Скульптура, которая в 2014–2015 годы была выставлена на ретроспективе Гобера «Сердце – не метафора» в Музее современного искусства, представляет собой сделанный из воска муляж мужской правой ноги, отрезанной ниже колена и торчащей из белой стены галереи на уровне пола. Из ноги торчат настоящие человеческие волосы, на ней темно-серая брючина, светло-серый носок и старый коричневый кожаный башмак, указывающий носком в потолок. Нога слегка вывернута наружу, как будто она расслаблена или упала, или как если бы владелец ноги как раз засыпал, и тут стена разрезала ее надвое. Серая брючина подвернута и слишком коротка; она открывает взгляду широкую полоску волосатой бледной плоти, указывая на то, что на ее бедняге-владельце надеты дешевые поношенные брюки, которые ему коротки.
«Нога без названия» оставляет ощущение насмешливо-ироничной непристойности, которое дополняли другие произведения Гобера на выставке в MoMA, например «Без названия (Мужчина, выходящий из женщины)» (1993–1994). Эта чудовищная скульптура Гобера, сделанная из воска, человеческих волос и кожаного ботинка, связывает «Ногу без названия» с двумя известными живописными полотнами – эротическим шедевром Курбе «Начало мира» (изображенные крупным планом женские гениталии) и сюрреалистической картиной Рене Магритта «Пронзенное время» (дымящий паровоз, выезжающий из камина). Произведение «Без названия (Мужчина, выходящий из женщины)» – волосатая мужская нога без штанов, но в носке и ботинке, которая вылезает не из камина, а из вагины сделанного из воска обнаженного женского торса. На выставке в MoMA эта скульптура была приделана к полу в одном из углов галереи.

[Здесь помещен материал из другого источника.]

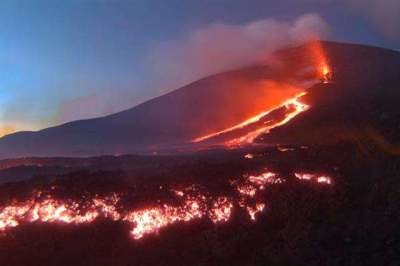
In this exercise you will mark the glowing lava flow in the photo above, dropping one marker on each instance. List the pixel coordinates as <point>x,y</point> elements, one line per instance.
<point>292,108</point>
<point>193,204</point>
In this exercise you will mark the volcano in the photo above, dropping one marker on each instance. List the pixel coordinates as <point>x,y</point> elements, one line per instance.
<point>359,103</point>
<point>297,158</point>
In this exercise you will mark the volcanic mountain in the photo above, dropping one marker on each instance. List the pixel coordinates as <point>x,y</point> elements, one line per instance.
<point>358,102</point>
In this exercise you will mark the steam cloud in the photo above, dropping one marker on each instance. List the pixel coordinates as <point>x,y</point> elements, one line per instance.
<point>220,47</point>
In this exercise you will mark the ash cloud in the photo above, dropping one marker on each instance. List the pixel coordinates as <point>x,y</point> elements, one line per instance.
<point>220,47</point>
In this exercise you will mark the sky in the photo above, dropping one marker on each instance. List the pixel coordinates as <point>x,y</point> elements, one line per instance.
<point>75,59</point>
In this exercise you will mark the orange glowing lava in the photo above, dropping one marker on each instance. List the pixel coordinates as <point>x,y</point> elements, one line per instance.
<point>193,205</point>
<point>292,107</point>
<point>314,177</point>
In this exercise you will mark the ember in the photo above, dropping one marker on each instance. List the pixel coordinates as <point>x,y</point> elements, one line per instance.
<point>194,205</point>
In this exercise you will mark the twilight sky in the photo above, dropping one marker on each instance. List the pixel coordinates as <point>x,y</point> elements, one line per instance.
<point>71,59</point>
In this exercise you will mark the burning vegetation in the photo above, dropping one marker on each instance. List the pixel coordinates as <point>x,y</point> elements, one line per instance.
<point>190,204</point>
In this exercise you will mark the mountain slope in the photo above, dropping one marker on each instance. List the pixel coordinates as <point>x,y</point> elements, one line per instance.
<point>223,100</point>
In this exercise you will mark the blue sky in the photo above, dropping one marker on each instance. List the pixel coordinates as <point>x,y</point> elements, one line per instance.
<point>65,60</point>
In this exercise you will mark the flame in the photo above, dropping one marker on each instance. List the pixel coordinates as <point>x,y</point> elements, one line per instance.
<point>314,177</point>
<point>42,208</point>
<point>292,108</point>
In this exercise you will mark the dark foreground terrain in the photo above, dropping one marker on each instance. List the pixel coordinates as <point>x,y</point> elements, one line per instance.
<point>352,221</point>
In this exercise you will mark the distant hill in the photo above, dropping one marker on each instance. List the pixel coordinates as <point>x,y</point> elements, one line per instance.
<point>366,88</point>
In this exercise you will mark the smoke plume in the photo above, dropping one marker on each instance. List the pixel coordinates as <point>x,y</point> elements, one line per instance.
<point>220,47</point>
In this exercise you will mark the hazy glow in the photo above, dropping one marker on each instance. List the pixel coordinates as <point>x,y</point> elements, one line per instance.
<point>193,205</point>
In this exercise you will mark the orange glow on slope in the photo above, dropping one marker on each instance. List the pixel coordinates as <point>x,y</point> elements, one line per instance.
<point>292,107</point>
<point>148,220</point>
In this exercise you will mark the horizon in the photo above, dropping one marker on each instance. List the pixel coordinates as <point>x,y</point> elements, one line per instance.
<point>55,74</point>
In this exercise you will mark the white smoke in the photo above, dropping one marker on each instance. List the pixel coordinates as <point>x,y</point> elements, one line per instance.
<point>219,47</point>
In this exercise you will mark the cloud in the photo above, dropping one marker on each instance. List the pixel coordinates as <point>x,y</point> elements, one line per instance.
<point>384,14</point>
<point>219,47</point>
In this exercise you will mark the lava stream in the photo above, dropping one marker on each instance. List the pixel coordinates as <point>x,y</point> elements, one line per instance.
<point>292,108</point>
<point>44,208</point>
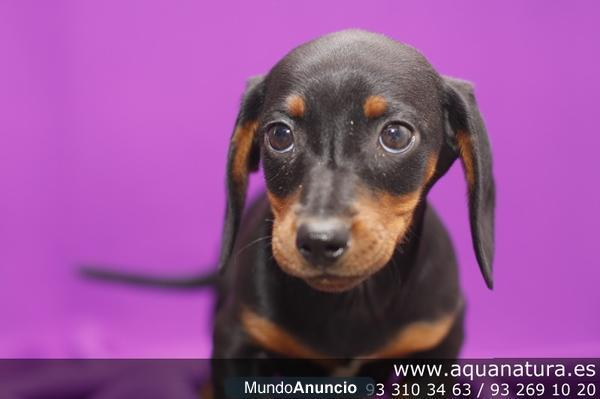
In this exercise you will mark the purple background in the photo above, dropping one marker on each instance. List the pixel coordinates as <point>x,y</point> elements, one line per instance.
<point>114,123</point>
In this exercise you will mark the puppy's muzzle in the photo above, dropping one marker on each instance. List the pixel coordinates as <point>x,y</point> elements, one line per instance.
<point>322,241</point>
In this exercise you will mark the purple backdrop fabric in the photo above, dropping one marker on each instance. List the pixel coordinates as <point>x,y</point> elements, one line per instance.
<point>114,123</point>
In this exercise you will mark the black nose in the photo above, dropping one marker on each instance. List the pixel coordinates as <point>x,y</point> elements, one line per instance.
<point>322,241</point>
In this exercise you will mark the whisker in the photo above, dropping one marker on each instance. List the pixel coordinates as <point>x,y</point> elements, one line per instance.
<point>245,247</point>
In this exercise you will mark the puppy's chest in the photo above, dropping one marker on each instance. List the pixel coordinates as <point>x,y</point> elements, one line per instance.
<point>347,335</point>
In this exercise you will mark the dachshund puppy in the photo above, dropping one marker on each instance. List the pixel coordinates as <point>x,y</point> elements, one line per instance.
<point>342,259</point>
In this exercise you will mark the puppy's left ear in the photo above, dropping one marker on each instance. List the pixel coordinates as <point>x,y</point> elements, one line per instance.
<point>243,158</point>
<point>469,137</point>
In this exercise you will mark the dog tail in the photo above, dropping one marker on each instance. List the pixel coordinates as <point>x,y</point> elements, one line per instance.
<point>210,279</point>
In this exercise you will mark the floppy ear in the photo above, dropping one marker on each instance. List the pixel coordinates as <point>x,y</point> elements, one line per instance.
<point>243,158</point>
<point>469,137</point>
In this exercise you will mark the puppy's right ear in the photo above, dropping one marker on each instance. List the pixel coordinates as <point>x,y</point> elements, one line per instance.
<point>243,158</point>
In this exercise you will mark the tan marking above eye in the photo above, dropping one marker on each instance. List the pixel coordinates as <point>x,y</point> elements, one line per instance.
<point>466,155</point>
<point>242,140</point>
<point>296,106</point>
<point>375,106</point>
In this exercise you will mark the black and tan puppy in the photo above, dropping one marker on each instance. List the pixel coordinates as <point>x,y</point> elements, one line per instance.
<point>343,257</point>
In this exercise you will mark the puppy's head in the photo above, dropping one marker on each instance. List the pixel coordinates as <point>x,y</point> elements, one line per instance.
<point>353,129</point>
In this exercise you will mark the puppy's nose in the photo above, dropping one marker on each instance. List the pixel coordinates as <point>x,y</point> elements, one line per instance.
<point>322,241</point>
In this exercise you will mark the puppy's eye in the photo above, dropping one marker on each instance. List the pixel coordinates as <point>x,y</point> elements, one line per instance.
<point>396,138</point>
<point>280,138</point>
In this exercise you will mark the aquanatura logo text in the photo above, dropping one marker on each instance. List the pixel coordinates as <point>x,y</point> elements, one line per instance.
<point>492,369</point>
<point>299,387</point>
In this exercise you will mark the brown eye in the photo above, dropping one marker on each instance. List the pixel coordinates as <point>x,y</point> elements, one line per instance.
<point>396,138</point>
<point>280,138</point>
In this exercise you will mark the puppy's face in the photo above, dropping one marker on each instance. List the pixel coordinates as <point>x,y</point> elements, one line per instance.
<point>352,129</point>
<point>350,135</point>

Сама по себе «Нога без названия» кажется скорее жалкой, чем вульгарной или непристойной. Единственным расположенным поблизости от нее произведением искусства был неглубокий пустой шкаф без дверей, врезанный в стену галереи. Как и «Нога без названия», шкаф был усеченным, ненужным, безнадежным и брошенным – хотя он при этом как будто балансировал на грани извращения.
«Нога без названия» также казалась весьма безжизненной. Но ведь бездействие – часть движущей силы скульптуры, ее ироничной шутки, которая, как и все репродукции живых объектов, достигает апофеоза, когда вы напрасно ждете, пока она придет в движение, думая, что если терпеливо стоять, наблюдать и ждать – как вы и сделали бы, если бы увидели серебряную монету, приклеенную к половице, – то вы увидите столь же озадаченную реакцию других зрителей. Различные ассоциации, которые вызывает «Нога без названия» – включая винтажные протезы, скульптуры сюрреалистов и дадаистов и смотровые окна, – позволяют унылой, придурковатой простоте и комической ненужности данной работы вобрать в себя идею реди-мейда, выйти за ее пределы и даже посмеяться над этим понятием. Эти качества накапливаются в геометрической прогрессии, многократно усиливая исходящее от скульптуры ощущение иронии и умалчивания, которое, особенно в общем контексте выставки «Сердце – не метафора», пронизывают «Ногу без названия» томительной меланхолией и раздражением как от зудящего укуса, который не почесать. Возможно, это и делает скульптуру Гобера своего рода фантомной конечностью современного искусства.
Глава 14
Превращение
Ричард Таттл: Белый шарик, синий свет
Инсталляция «Белый шарик, синий свет» (1992; ил. 13
) Ричарда Таттла, показанная в рамках ретроспективы в Музее американского искусства Уитни, состояла из надутого белого шарика, прикрепленного на стыке белой стены и голубоватого пола галереи. Прозаический парадокс: шарик был слишком тяжел, чтобы сдвинуться даже от поднятого прохожими ветра, и он просто упал, осел на пол и, прижимаясь к стене, умирал. Колеблющаяся, нарисованная карандашом линия, похожая на неподвижную обвисающую нитку, ползла вверх по стене, привязывая шарик к высокому потолку. Эта линия заставляла посмотреть наверх, будто устремляя взгляд на крышу, с которой только что спрыгнул или упал человек. Таттл осветил эту сцену тусклым синим светом, напоминавшим о ложащихся на снег сумерках, – светом, который как будто бы тоже медленно умирает. Невдалеке разместили несколько других небольших работ Таттла – картин и барельефов (от каждого из этих экспонатов шла к потолку одинокая карандашная линия), рядком прикрепив их к этой же стене всего в паре сантиметров над полом. Они висели там, как неподвижные воздушные змеи в безветренный день. Увидеть эти сиротливые работы можно было, только опустившись на колени, как будто присев над жертвой несчастного случая.